Serangkaian aktivitas yang serba antik tadi sungguh menekan isi tabungan gue. Jadilah, gue mendarat di Bandara SMB II dengan keadaan melarat. Mana saat itu baru tanggal 8 November 2010, alias masih jauh menuju gajian.
Sampai di mes, di ruang nonton TV, gue menghitung duit sisa di dompet. Melihat harta gue tinggal lembaran dua ribuan, penjaga mes tempat gue tinggal tidak tahan untuk berkorban.
"Ini nih korban cinta."
Gue hanya tersenyum simpul kala itu.

Gue, si mania LDR ini memang tak kapok bikin gebrakan.

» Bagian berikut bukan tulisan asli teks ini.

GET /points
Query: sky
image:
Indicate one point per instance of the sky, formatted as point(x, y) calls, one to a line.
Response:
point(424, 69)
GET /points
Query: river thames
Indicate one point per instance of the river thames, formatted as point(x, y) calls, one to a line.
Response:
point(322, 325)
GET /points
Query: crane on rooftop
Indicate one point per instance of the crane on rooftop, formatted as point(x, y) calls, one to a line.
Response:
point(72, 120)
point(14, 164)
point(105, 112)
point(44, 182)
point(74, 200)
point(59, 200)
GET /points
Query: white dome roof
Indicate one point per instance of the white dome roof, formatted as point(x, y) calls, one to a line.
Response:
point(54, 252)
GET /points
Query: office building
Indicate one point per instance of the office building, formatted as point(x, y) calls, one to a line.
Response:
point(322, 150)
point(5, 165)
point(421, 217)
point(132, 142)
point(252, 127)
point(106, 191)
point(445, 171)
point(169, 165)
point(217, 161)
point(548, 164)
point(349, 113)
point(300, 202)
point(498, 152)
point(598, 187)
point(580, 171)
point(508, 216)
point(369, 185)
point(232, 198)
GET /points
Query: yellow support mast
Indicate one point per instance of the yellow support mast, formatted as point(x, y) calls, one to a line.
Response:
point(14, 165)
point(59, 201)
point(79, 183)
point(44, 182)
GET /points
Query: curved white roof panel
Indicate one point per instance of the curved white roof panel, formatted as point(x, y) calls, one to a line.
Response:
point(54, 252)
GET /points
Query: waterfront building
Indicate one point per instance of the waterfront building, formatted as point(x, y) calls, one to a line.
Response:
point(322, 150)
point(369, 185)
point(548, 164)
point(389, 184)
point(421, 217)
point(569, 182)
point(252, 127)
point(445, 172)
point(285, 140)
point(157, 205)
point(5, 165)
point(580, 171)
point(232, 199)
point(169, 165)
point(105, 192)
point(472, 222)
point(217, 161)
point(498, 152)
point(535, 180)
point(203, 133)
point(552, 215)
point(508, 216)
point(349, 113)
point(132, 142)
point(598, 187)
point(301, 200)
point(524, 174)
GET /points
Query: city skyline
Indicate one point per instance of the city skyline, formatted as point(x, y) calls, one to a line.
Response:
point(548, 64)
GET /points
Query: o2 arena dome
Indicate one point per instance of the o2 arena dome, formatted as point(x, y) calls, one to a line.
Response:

Sebuah keputusan revolusioner gue gagas. Awalnya, adalah sebaris kata dari si dia di Jogja.

"Aku capek jarak jauh."

Gue mengajukan permohonan pindah ke atasan. Enggak usah melongo gitu ya. Ini hal yang sulit, karena gua sebenarnya sudah klop dengan lingkungan kantor di Palembang.
Mei 2011, gue pindah ke tempat baru di Cikarang. Oktober 2011, dia di Jogja lantas menyusul gue kerja di Cikarang. So, kami bukan pelaku LDR lagi. Apakah masalah selesai?
Enggak!
Bersama kembali setelah LDR nyaris 2,5 tahun ternyata bukan perkara mudah. Problem-problem mendasar dari hubungan yang sejatinya rapuh akhirnya mencuat kembali. Sebuah perasaan yang aneh pun muncul ketika hampir setiap waktu dihabiskan bersama.
"Gue biasa sendirian, lha orang ini kok ada terus sekarang?"
Semuanya terakumulasi hingga semakin pekik. Suatu hari di bulan Januari 2012, hubungan gue dan dia selesai. Bubar.
Ya, bubar setelah tumpukan tiket pesawat terbentuk. Bubar setelah gue mengorbankan karier bagus di tempat lama. Bubar setelah 4 tahun lebih bersama.
Lihat? Gue bisa mempertahankan hubungan selama LDR, tapi pada akhirnya gagal pasca LDR. Jadi, sebenarnya LDR bukanlah inti masalah. Itu sih menurut gue.
Pelajaran yang gue petik, kuat-lemahnya suatu hubungan tidaklah ditentukan oleh keadaan LDR atau tidak. Sebuah hubungan bisa di bangun dengan baik, jika landasannya juga baik, dan bisa menjadi kebaikan bersama. Tanpa harus ada status LDR atau tidak.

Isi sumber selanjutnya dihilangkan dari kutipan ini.